An important advantage of an ultra-high speed OCT compared to lower speed OCT systems is the possibility to extract a virtual 3D reconstruction of the optic disc and different en face images from the same densely-sampled 3D-OCT dataset, facilitating direct point-to-point correlation of features of interest. In contrast, lower speed OCT systems often use a second imaging modality like a scanning laser ophthalmoscope to generate the en face images. However, using a second imaging device makes the correlation with the original OCT dataset more inaccurate. Even though the generation of depth resolved en face images directly from the OCT data would also be possible in these cases, it would feature a significantly lower resolution than the SLO image bearing the possibility of missing important details. The MHz-OCT system presented in this study overcomes this problem by its very dense isotropic sampling.
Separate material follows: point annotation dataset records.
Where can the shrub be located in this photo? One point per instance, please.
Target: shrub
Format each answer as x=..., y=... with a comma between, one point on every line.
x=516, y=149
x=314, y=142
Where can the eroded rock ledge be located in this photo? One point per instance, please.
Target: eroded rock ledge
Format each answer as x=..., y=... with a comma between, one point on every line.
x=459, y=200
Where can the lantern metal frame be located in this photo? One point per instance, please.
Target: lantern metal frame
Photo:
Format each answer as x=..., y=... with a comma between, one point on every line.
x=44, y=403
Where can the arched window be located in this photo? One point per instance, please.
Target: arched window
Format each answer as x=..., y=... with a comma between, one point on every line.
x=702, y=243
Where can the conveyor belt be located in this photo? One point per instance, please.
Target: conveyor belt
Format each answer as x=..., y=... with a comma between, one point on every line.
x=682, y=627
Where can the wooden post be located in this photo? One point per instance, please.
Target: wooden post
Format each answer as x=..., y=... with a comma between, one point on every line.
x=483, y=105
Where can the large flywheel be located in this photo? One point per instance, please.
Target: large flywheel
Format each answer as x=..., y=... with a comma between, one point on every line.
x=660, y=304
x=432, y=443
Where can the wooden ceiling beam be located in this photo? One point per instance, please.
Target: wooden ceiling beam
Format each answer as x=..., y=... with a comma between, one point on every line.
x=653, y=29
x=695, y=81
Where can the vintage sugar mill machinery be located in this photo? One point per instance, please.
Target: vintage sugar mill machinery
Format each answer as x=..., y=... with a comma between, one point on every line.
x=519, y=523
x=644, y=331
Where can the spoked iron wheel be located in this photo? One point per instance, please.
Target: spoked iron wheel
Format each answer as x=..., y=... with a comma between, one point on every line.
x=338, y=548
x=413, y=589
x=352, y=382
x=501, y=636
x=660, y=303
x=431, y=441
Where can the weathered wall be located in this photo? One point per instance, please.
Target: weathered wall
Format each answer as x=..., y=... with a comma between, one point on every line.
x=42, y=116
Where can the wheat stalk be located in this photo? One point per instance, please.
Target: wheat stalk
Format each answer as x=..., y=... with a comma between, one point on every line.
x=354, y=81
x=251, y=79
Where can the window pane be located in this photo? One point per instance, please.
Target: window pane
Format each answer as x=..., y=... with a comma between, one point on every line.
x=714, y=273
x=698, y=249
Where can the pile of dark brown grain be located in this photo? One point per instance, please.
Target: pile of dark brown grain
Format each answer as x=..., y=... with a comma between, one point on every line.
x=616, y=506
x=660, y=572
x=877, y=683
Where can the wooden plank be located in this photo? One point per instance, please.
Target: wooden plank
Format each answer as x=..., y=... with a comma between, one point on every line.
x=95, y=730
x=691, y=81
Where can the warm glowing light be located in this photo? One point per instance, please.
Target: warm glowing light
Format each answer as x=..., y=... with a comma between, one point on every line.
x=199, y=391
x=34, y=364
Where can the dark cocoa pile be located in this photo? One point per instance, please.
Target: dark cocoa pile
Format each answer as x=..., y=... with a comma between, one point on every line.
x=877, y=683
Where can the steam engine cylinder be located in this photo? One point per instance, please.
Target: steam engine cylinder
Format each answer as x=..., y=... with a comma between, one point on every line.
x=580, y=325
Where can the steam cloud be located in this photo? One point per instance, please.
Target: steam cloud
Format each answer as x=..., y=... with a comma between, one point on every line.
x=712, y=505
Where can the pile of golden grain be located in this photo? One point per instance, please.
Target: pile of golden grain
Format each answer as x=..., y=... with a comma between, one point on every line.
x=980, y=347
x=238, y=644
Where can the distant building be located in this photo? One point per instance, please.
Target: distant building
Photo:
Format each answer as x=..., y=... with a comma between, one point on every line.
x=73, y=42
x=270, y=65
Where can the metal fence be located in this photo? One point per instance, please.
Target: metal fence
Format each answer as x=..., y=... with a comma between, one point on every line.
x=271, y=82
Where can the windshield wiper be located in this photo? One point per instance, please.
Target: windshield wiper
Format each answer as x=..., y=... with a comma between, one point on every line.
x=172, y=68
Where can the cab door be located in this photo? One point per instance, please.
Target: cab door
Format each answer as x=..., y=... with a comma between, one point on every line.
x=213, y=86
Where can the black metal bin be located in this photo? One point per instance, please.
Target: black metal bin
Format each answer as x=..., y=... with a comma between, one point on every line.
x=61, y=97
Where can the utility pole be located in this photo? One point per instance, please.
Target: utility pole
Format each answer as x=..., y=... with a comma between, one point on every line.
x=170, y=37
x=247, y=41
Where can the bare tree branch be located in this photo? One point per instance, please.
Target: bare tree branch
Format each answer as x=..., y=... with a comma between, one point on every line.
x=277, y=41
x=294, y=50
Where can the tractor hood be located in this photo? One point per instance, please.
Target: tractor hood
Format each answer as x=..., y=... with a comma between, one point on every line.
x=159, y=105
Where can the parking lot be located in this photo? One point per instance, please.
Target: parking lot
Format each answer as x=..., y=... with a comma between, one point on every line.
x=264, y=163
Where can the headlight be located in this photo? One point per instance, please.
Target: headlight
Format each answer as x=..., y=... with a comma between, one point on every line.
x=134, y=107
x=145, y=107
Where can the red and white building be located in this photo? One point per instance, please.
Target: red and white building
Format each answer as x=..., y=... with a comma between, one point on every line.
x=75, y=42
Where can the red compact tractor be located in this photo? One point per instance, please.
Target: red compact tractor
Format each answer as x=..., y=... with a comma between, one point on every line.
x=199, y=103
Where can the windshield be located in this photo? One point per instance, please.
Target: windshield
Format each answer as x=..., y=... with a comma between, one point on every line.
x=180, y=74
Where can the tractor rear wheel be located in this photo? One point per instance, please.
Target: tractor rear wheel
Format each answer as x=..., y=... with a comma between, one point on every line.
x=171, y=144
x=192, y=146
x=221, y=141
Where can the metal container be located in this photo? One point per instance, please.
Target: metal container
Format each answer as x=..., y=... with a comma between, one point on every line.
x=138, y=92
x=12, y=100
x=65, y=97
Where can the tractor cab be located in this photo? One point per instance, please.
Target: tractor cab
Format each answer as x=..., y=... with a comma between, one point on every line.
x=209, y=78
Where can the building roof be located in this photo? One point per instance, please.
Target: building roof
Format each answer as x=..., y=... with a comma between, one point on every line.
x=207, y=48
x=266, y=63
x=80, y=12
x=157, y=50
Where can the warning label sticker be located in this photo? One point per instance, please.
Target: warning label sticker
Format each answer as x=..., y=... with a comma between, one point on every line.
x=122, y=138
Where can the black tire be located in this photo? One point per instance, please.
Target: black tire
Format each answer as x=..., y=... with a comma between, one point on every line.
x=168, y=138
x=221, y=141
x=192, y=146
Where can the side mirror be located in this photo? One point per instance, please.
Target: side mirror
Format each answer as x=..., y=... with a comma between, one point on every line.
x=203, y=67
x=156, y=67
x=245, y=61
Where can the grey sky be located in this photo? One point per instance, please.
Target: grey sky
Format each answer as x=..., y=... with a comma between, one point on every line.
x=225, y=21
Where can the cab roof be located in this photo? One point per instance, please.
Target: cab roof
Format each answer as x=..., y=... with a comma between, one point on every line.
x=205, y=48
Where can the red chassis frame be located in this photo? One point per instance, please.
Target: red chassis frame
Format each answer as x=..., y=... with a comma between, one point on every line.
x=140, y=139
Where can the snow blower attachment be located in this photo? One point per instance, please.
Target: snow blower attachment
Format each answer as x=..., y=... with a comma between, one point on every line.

The 3D volume reconstruction facilitates gathering aspects of size, shape and structure in ODPs all at once. In 3D video reconstructions also changes in intrapapillary proliferations can be visualized, especially when intrapapillary proliferations change and affect the structure of the lumen in ODPs and the optic disc over time [26, 29].

We could demonstrate in this study that a single densely and isotropically sampled 3D dataset covering a wide field of view of 45° (1600 × 1600 A scans) provides significantly more information than a standard 20° OCT dataset. Different ODP characteristics such as pit depths and size or intrapapillary proliferations could be interpreted more easily as the B-scans can be supplemented with high-resolution en face images and virtual 3D renderings.

Lower speed instruments are also capable to generate wide-field imaging, but with reduced A-scan sampling density. Therefore, one runs into a potential risk of missing fine details using too sparse sampling especially in deeper tissue layers and the ONH region.

As known from other widefield imaging modalities, vignetting and shadowing caused by the pupil and eye lashes can become a challenge with an increasing field of view [33]. Datasets acquired with a 45° protocol show no or very little shadowing. The region of the ONH and macula is rarely affected, but if scanning protocols with larger fields of view were of interest a more careful alignment strategy is beneficial [34]. Mhz-OCT imaging of ODP and cases of ODP-M failed to identify a clear mechanism in this study; however, confirmed several theories as mentioned. We cannot rule out that a combination of all mechanisms or all mechanisms per se allow the development of ODP-M. Further research is, therefore, warranted.

However, this study suggests that the wealth of information provided by densely-sampled in-depth MHz-OCT datasets is helpful for early detection of intrapapillary proliferations occurring at the bottom of ODPs and that the simultaneous acquisition of 3D-volume rendering of the ONH-area and depth-resolved en face images aids diagnosis. 3D-rendering of the optic disc pits shows that they manifest themselves with various patterns and shapes. Especially as MHz imaging generates high resolution images of retinal pathologies associated with ODP-M and allows visualizing of OPDs with depths up to 2.7 mm, MHz-OCT imaging is a beneficial method to examine deep-tissue details of optic disc pathologies such as ODPs or ODP-M.